Correr, brincar, lanzar

Correr, brincar, lanzar. La vida seguirá siendo eso después de esta pandemia y de las que vendrán, que diría Bill Gates. Aunque evolucionemos, dicen, en mentes sin cuerpo, en cerebros sin correlato material, meros avatares. Aunque nos definan más nuestros perfiles en redes sociales que la primera impresión que ofrezcamos en un encuentro físico, de mirada a mirada.
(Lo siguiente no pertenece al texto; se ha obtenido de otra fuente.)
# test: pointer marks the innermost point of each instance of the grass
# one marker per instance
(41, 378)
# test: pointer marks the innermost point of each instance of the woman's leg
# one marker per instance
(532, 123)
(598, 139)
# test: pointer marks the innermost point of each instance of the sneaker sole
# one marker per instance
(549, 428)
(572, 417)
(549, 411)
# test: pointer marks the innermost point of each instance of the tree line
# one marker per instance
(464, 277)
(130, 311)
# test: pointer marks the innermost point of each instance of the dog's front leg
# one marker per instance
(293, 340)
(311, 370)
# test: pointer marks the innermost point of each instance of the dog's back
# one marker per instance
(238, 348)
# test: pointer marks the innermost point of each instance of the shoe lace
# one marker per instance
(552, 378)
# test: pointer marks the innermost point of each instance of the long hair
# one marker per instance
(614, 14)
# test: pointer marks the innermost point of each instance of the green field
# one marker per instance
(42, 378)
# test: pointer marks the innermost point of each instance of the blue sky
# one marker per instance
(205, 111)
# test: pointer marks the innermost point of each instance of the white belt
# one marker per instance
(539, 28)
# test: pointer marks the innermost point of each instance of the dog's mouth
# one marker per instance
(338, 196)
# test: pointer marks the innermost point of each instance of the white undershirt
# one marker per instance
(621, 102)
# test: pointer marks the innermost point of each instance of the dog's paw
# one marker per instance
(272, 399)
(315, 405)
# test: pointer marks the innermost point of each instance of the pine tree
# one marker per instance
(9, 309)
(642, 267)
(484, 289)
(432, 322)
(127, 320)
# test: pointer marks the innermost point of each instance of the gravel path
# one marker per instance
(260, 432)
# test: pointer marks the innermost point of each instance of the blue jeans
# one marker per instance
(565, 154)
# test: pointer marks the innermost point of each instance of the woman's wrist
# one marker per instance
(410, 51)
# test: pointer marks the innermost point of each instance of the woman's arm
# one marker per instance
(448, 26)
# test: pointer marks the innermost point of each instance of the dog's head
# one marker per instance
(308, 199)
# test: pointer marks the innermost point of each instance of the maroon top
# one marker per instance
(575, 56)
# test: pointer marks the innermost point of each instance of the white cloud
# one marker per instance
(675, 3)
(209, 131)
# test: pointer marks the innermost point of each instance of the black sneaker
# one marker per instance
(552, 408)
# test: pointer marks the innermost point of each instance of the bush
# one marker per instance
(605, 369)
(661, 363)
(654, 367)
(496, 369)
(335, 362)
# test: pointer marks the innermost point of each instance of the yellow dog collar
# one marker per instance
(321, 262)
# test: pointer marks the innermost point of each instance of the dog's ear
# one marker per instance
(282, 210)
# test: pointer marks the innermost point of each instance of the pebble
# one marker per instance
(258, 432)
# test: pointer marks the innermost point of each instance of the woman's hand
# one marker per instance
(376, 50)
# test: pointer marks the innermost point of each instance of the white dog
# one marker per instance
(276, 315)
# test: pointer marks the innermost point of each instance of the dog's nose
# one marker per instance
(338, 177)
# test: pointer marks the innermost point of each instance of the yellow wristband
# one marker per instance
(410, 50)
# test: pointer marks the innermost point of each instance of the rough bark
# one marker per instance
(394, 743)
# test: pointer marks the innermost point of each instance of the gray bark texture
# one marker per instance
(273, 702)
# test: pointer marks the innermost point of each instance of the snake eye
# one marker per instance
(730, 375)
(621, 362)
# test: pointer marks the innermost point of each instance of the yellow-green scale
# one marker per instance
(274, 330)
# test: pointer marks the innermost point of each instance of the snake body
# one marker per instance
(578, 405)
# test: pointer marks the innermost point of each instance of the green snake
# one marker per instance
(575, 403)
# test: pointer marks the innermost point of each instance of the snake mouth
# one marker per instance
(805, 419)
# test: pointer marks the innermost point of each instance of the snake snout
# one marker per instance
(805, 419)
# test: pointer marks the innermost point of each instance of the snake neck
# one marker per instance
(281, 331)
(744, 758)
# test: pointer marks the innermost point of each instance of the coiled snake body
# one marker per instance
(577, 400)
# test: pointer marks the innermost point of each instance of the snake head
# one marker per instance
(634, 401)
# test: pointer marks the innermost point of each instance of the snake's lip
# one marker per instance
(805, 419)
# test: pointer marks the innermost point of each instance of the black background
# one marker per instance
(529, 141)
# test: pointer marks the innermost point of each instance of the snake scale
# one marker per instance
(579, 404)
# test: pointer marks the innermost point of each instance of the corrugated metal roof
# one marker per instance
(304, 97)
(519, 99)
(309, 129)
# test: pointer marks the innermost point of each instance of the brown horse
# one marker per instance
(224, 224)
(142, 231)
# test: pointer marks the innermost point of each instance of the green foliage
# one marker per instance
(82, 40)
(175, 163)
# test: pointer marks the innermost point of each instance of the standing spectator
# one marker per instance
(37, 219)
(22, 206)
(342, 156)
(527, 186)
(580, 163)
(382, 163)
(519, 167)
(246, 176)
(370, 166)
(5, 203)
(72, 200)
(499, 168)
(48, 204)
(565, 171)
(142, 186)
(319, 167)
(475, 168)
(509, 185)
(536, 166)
Correr, saltar, arrojar, los tres verbos que dan forma y constituyen la esencia de la infancia preverbal, anterior a la lectura y la escritura (incluso a las videoconferencias), y que solían acompañar al niño hasta su inclusión en la deshonrosa categoría de los seres adultos (forzosamente sedentarios), seguirán estando presentes, por los siglos de los siglos, aunque solo sea como un hito en nuestra evolución o un episodio fundamental de la historia de nuestra especie.

 

Para bailar, para jugar, para follar o hacer el amor –allá cada cual–, y antes para cazar, recolectar, huir o presentar batalla, para todas esas habilidades que nos definen como entes sociales y miembros de una comunidad, nuestro carácter atlético se erige en fundamental. Es por ello que la educación física, no solo reducida a la categoría mercantilista, y tan manoseada, de salud, sino a través de un concepto mucho más amplio, deba recobrar protagonismo, ganar peso específico en nuestro paso por el planeta Tierra y en la formación de las futuras generaciones.

 

Para comunicarnos (el 65 por ciento de los mensajes son no verbales) y transmitir parte de lo que somos. Para comunicarnos y recibir, y devolver, parte de lo que los demás nos ofrecen. Para experimentar placer y, al mismo tiempo, para entrenarnos en el dolor. Para emocionar, como hoy lo han hecho las atletas del triple salto, los saltadores de altura, los corredores del cien en una tarde de atletismo en Tokyo que ha rendido homenaje a los grandes hombres y mujeres de la historia, a Jesse Owens, A Abebe Bikila, Emil Zatopek, Florence Griffith o Yelena Isinbayeva.

 

Ellos, los de antes y los de ahora, en la persecución de los tiempos y las medallas, nos han dejado herencias imperecederas en forma de momentos únicos. Como meros contempladores de sus hazañas, de su actitud heroica transformada en movimiento (salto, carrera, lanzamiento), hemos sentido su dolor y su alegría, nos hemos identificado con la tragedia y la gloria. Ante la brutal sinceridad de su esfuerzo extenuante, aunque muchos lo habrán intentado, solo nos ha quedado callar, reconducir nuestra energía negativa hacia el silencio y admirar, franca y honradamente, sus superpoderes.

 

Detrás de estos, años de renuncias, decisiones vitales tachadas de egoístas o insensatas. Madrugones, dolor, sentimientos de culpa y soledad. Tantas cargas que, ante el ruido de los numerosos debates que surgen en las redes a propósito de los Juegos (la turba en las tribunas de Olimpia, que diría Píndaro), allí donde solo somos meros avatares definidos por nuestras opiniones, y las opiniones sobre nuestras opiniones, solo me queda dejar de escribir, ponerme en pie, sacarme el sombrero, arrojarlo al aire y saltar a por él. Controlar la respiración, focalizarme en la tarea y sonreír una vez más por la exhibición que esta tarde nos han dado los atletas en el uso virtuoso de sus cuerpos. Saltando, lanzando, corriendo. Sufriendo y llorando de felicidad en la mejor película de cine mudo de lo que va de año.